The outcome of this study suggests the TGL can be an ideal method by which to correct ocular aberrations in patients with mIOL. Most of ocular HoA are derived from the cornea, and internal aberrations associated with positive function of mIOL are not altered by TGL. Reinstein et al.[19] suggested that TGL is an effective tool of reoperation for patients with complaints of night vision disturbances after WGL by effectively enlarging and recentering the optical zone and reducing HoA. In another study comparing TGL and conventional LASIK, the RMS values for total coma and spherical aberration were significantly higher in eyes treated with conventional LASIK at 3 months of follow-up[20]. In the present study, six eyes (21.4%) with low visual acuity after the first TGL showed significant improvement after the second TGL. The large number of corneal HoAs that develops irregularities in corneal shape is an indication for TGL to improve visual quality.

In the present study, mean refractive sphere were reduced significantly (Table 2) and spherical aberration were reduced (negative shift) significantly (Table 3) compared to those before TGL. There is a possibility that the improvement of visual outcome was affected by the correction of refractive spherical error before TGL in our results.

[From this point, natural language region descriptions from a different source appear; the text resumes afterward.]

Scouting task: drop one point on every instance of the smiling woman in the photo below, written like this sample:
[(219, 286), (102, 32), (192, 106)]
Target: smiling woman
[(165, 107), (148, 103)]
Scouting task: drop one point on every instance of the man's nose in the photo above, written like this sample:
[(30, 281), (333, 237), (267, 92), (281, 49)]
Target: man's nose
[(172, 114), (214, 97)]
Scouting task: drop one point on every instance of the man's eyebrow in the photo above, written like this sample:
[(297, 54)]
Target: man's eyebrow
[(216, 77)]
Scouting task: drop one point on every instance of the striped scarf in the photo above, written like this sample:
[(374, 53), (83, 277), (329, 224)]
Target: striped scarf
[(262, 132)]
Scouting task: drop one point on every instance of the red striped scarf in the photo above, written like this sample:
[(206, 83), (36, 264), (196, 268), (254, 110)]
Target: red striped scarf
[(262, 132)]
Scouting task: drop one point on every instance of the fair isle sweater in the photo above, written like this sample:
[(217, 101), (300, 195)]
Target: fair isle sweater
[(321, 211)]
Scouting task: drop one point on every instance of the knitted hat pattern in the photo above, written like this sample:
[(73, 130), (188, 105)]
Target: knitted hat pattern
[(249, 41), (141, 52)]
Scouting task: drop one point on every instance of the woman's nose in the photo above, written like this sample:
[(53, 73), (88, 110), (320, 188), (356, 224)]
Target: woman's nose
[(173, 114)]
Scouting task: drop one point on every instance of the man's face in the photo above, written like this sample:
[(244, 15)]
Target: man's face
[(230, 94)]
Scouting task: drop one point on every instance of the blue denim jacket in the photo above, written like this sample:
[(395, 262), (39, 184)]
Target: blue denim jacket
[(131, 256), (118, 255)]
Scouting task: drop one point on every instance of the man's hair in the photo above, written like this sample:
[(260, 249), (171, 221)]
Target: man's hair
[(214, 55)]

Although previous studies with various LASIK technique effectively corrected refractive error after mIOL implantation[15,16], HoA were increased. Therefore, our results were meaningful that TGL improved both refractive spherical error and corneal HoA.

The present study assessed the effect of TGL in patients with a large amount of corneal HoA after mIOL implantation. If there is a significant amount of HoA without apparent ocular conditions that could affect visual acuity, TGL could be an effective treatment option for improving visual outcomes.